The Medieval Housebook of Wolfegg Castle (Mittelalterliches Hausbuch von Schloss Wolfegg) is a handwritten compendium on various topics of practical knowledge useful for a nobleman written about 1480 by several authors. The Housebook is especially famous for its lively pictures by the so-called Master of the Housebook, which provide a vivid insight into everyday life at the transition from the late Middle Ages to the Renaissance.

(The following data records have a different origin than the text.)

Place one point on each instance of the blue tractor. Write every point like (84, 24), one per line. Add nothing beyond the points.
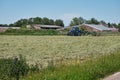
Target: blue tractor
(74, 32)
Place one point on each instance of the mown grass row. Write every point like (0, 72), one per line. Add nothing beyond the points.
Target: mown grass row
(92, 69)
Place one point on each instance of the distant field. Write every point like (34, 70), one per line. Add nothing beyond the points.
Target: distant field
(42, 48)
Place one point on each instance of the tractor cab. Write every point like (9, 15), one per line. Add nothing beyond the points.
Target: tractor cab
(74, 32)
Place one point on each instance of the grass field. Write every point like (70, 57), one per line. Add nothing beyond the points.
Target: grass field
(101, 55)
(40, 49)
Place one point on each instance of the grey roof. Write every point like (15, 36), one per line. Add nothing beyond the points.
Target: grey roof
(99, 27)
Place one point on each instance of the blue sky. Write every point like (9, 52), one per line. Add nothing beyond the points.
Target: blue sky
(13, 10)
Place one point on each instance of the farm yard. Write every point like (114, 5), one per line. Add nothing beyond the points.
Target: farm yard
(66, 50)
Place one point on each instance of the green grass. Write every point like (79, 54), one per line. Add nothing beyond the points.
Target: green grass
(80, 54)
(39, 49)
(93, 69)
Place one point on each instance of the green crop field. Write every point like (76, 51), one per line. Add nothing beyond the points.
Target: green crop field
(39, 49)
(101, 55)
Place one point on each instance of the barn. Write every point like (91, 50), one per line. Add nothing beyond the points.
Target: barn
(95, 28)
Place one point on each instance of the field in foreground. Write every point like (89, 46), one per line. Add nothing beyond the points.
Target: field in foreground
(40, 49)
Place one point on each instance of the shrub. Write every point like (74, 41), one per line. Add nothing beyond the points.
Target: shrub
(13, 68)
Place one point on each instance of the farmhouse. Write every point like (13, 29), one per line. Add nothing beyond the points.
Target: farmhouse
(95, 28)
(36, 26)
(3, 29)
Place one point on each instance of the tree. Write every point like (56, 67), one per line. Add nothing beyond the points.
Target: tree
(119, 27)
(103, 23)
(77, 21)
(51, 21)
(109, 25)
(45, 21)
(30, 20)
(93, 21)
(37, 20)
(59, 22)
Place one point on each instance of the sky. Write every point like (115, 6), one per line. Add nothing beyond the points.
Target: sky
(13, 10)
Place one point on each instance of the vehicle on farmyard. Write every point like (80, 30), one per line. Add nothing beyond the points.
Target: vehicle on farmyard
(74, 31)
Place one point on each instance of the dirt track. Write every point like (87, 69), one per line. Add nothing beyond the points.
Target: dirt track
(115, 76)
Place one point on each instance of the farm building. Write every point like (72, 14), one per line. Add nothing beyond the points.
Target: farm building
(96, 28)
(2, 29)
(44, 26)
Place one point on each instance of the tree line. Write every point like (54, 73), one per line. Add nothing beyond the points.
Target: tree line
(46, 21)
(36, 20)
(79, 20)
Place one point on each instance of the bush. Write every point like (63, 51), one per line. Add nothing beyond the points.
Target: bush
(13, 68)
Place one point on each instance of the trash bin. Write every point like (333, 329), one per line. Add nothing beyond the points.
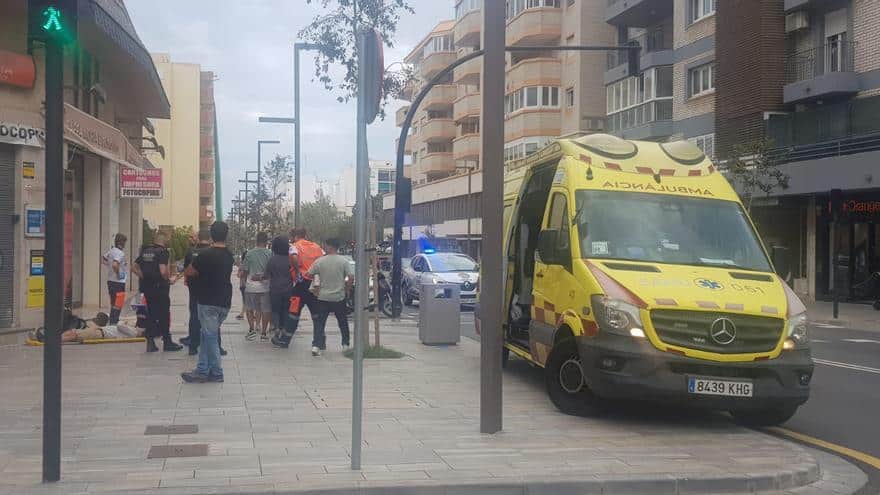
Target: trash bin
(439, 314)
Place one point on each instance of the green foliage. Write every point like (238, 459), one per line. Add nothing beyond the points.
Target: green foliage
(376, 352)
(754, 169)
(334, 34)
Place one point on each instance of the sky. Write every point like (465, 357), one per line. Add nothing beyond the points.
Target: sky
(248, 44)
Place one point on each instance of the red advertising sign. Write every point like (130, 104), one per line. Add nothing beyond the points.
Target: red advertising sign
(140, 184)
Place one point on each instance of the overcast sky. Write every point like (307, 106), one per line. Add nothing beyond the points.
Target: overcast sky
(248, 44)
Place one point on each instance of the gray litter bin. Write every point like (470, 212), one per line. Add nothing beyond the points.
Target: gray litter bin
(439, 314)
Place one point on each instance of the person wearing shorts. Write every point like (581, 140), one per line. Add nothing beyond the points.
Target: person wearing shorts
(256, 290)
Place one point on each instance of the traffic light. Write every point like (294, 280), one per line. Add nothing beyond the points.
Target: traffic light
(374, 61)
(52, 20)
(633, 56)
(403, 191)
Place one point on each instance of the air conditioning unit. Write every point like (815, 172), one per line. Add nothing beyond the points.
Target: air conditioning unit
(797, 21)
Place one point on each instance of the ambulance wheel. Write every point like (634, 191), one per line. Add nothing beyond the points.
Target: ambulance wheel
(566, 384)
(764, 417)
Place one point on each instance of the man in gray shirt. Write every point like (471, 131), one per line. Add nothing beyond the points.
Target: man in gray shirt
(334, 276)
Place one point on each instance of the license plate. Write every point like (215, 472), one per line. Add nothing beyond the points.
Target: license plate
(709, 386)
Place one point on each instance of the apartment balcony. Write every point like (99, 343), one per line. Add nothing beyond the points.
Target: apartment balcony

A housebook is a manuscript commissioned by the noble elite or wealthy citizens with a pedagogic content. A distinction is made between three different types of texts collected in the housebooks: how to manage a household, descriptions of weapons (as for example the Housebook of Wolfegg Castle), and spiritual texts for home use. In addition, they may also contain a client's biography or description of a special event. Housebooks are invaluable for historical studies because they are unique sources of information about late medieval life. They became unfashionable by the end of the 16th century, surpassed by printed works.

63 of the original 98 parchment leaves (25 × 15 cm) of the Wolfegg housebook have been preserved, of which 47 are colored pen drawings.

The themes of the illustrations range from the client's family crest (though the client is unknown) to technical illustrations in the tradition of Bellifortis (home, craft and military equipment, mining technology as well as military strategies).

The book has various sections:
1. a method for memorization;
2. astrological descriptions of the planets;
3. illustrations of a bath-house, a moat castle, a tournament and joust, hunting scenes, and an "obscene love garden";
4. several recipes, from herbal medicines and cooking recipes to the dyeing of fabrics;
5. mining and metallurgy, how to assess gold coins;
6. war technology, guns, siege equipment, etc.

For many centuries the manuscript was in the possession of the House of Waldburg-Wolfegg (see Wolfegger Kabinett) before it was sold to an unknown collector in 2007.